Away from doping for a moment, another interesting, money-related factor that can be found in some of the greatest cheating scandals in sport is where players feel that they are undervalued by greedy owners or that their sport otherwise has grossly inequitable pay structures.
The motivation of the Black Sox players who fixed baseball’s World Series in 1919 was broadly similar to the three Pakistan players who agreed to spot-fix the Lord’s cricket Test against England in 2010. Both sets of players felt that compared to others in their sport, including their immediate opponents, they were chronically underpaid and thus vulnerable to approaches by match fixers.
Similarly, in tennis, which is second only to football in having problems with match-fixing, most fixed games are at lower ranking tour events where the total prize winnings are as low as US$15,000.
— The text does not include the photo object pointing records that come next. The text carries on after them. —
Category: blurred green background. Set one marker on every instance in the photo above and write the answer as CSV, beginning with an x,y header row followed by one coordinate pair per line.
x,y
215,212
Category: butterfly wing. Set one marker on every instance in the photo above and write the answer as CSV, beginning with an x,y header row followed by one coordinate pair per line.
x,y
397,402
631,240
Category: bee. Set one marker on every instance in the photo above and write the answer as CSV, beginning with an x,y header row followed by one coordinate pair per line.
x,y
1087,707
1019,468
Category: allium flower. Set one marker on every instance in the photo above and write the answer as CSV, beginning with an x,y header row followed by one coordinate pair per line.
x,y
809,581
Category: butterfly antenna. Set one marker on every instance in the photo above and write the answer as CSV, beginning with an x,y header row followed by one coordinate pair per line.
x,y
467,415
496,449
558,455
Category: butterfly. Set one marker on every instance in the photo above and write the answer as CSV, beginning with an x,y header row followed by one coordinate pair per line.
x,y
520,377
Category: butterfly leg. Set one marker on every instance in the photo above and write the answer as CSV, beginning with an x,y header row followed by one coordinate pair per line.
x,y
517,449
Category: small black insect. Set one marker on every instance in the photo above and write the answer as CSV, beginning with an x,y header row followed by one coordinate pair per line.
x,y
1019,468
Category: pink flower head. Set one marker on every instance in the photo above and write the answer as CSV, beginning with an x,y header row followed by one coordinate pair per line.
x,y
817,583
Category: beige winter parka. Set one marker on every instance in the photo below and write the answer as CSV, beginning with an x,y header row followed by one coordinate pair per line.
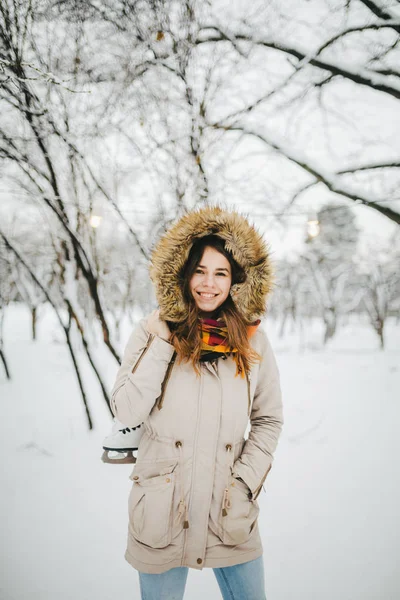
x,y
187,506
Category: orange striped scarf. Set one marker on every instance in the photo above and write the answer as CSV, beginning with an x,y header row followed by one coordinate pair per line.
x,y
214,338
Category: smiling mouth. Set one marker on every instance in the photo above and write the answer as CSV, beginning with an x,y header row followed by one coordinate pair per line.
x,y
206,296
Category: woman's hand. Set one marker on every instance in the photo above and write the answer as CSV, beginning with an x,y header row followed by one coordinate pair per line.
x,y
157,326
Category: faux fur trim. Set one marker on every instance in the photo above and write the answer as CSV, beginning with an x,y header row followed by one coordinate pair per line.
x,y
245,243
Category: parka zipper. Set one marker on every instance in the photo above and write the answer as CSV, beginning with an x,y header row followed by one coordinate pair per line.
x,y
165,382
147,346
258,489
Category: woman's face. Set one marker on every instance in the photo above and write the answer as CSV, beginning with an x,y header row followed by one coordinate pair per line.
x,y
211,281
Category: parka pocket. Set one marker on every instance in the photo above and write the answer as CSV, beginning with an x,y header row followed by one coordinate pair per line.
x,y
150,506
240,515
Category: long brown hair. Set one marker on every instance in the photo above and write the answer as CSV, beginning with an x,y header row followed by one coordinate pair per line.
x,y
186,336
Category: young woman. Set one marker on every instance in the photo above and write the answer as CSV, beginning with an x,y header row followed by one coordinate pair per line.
x,y
195,372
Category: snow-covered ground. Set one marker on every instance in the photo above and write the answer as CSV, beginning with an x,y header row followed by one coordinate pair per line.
x,y
330,516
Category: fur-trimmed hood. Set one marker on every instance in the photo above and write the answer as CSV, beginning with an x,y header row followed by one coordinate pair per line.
x,y
247,246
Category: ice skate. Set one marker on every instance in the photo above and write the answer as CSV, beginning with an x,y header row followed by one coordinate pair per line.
x,y
120,444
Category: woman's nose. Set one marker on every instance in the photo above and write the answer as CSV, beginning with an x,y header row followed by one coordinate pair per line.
x,y
209,280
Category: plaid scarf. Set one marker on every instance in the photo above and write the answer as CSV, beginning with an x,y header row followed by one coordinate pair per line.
x,y
214,341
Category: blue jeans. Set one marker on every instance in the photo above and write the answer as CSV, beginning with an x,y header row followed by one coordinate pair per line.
x,y
239,582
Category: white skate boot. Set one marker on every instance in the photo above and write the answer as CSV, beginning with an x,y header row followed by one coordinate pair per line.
x,y
120,443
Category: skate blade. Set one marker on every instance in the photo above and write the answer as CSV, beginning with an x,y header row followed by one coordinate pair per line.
x,y
118,458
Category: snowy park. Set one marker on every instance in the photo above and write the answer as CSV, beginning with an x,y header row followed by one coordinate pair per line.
x,y
329,514
119,117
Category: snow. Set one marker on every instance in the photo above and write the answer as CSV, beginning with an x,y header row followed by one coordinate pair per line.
x,y
329,517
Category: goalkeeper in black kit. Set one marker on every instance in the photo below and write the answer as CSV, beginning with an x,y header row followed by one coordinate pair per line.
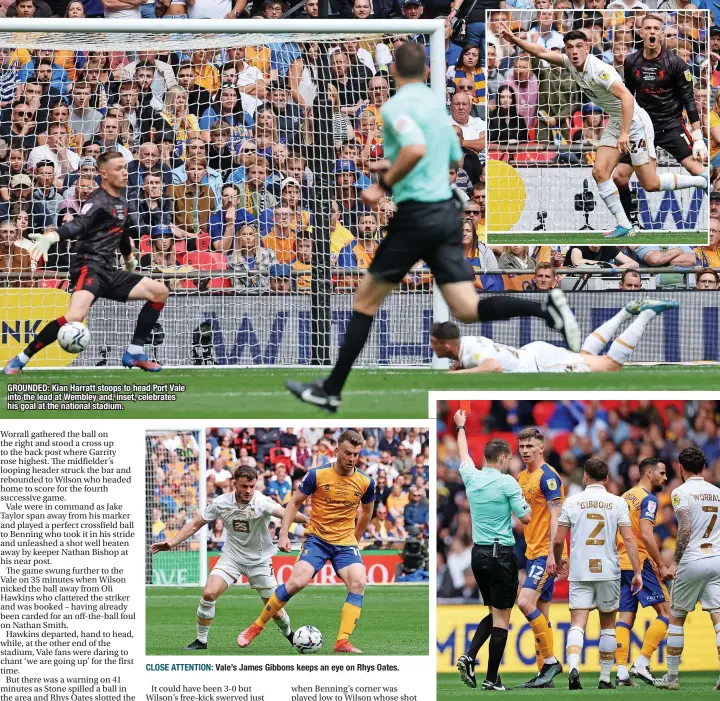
x,y
662,84
100,229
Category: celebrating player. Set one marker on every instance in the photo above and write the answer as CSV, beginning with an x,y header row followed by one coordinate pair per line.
x,y
629,129
544,492
331,535
697,558
642,504
662,84
594,517
480,354
247,551
100,228
421,146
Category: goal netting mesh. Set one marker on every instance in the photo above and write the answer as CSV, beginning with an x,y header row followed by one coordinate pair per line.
x,y
543,131
246,155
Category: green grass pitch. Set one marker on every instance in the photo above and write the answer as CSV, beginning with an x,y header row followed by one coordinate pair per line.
x,y
260,393
586,238
394,621
695,685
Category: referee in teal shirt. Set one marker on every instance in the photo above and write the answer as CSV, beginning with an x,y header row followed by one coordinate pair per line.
x,y
493,497
420,146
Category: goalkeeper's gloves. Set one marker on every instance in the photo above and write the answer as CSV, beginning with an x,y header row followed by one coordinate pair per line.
x,y
131,263
699,147
41,245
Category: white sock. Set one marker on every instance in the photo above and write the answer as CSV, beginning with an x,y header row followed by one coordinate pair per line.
x,y
669,181
283,623
611,197
624,345
574,646
602,335
675,645
607,653
206,612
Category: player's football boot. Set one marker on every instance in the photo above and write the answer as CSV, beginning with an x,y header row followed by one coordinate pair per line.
x,y
557,306
140,360
345,646
314,393
466,667
196,645
13,367
497,685
248,635
643,673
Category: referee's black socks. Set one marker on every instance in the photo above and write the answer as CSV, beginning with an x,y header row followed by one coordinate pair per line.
x,y
498,638
356,335
482,633
505,307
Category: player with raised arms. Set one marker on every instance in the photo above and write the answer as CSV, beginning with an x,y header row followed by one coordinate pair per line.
x,y
100,229
662,84
331,534
696,564
248,548
421,146
629,129
480,354
593,517
643,505
544,492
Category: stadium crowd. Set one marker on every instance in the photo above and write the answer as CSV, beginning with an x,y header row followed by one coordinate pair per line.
x,y
396,458
621,432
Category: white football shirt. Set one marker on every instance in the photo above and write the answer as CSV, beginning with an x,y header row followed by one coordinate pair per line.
x,y
594,517
702,500
247,539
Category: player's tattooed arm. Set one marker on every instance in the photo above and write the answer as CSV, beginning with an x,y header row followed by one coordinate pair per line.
x,y
683,537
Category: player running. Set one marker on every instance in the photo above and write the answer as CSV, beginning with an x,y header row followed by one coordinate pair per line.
x,y
421,146
662,84
248,549
100,229
544,492
594,517
642,504
629,129
480,354
331,535
697,558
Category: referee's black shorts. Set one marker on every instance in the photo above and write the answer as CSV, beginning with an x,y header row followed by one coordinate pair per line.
x,y
428,231
497,577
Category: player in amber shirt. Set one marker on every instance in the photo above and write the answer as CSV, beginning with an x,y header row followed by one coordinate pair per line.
x,y
643,505
544,492
331,535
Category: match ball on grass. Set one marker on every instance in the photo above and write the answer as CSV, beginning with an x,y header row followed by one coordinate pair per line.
x,y
74,337
307,640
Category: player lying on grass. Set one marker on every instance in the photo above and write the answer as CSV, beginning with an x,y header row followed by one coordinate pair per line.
x,y
248,549
331,535
480,354
595,518
629,129
662,84
100,229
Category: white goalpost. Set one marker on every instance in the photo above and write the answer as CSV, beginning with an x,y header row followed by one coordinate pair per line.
x,y
248,143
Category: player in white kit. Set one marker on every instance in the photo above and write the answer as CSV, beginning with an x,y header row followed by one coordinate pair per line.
x,y
480,354
697,558
594,518
629,129
248,548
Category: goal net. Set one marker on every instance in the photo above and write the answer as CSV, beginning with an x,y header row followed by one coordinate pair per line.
x,y
246,152
543,131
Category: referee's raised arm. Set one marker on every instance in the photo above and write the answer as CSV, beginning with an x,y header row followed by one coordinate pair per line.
x,y
493,497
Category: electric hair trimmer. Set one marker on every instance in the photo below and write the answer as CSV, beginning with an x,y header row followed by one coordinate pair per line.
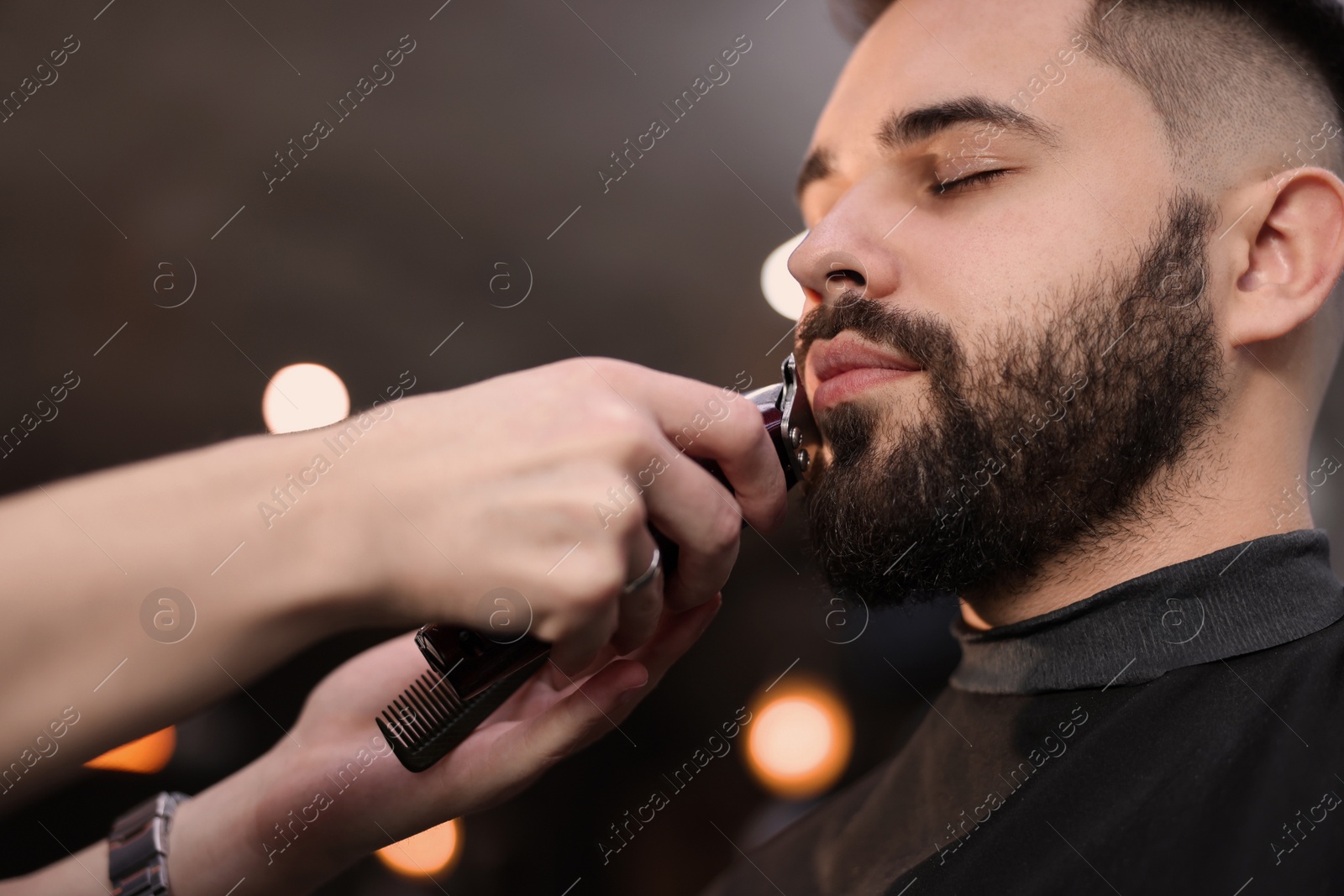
x,y
472,674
In a recent report outlining the vulnerability of tennis players to match fixing, much focus was placed on the fact that while there are nominally about 14,000 professional tennis players worldwide, only the top 250 to 350 players earn enough money to break even.
Another important source of money in elite sport is, of course, government funding. And the pressure to attract and maintain that source has had some negative effects, such as prioritising an athlete’s medal haul over an athlete’s mental health.
This year is the 20th anniversary of one of the most spectacular cheating examples of all in sport and which related, ultimately, to government funding. At the 2000 Paralympic Games, Spain won basketball gold in the classification dedicated to participants with intellectual disability.
Most of the players were not intellectually disabled. The conspiracy was organised by officials seeking increased government funding to feather their own administrative bed; instead, they face criminal fraud charges.
Finally, while money may be the primary motivation to cheat in professional sport, it may also be the chief means of deterring it in the future. Baseball is currently wracked by the fallout from a scam through which the Houston Astros (World Series winners in 2017) illicitly gathered information from opponents allowing their batters to predict what type of ball they may face.
One player, former Toronto Blue Jays’ pitcher Mike Bolsinger, has sued the Astros on the grounds that because of his poor performance against them his contract was terminated prematurely, and his earning power has been adversely affected ever since.
While it’s easy to dismiss Bolsinger’s claim as opportunistic or fanciful, some sports bodies are, through their rules, considering something similar. It is based on seeking financial redress from those who cheated or those who facilitated it (a coach, doctor, etc) or those (such as a national sports federation or doping agency) who negligently stood by.
In the absence of financial settlement, the cheats would remain banned. In this small way, the current cheating equation in sport, which seems titled in favour of the minority who cheat, may tip in favour of the vast majority of athletes who don’t.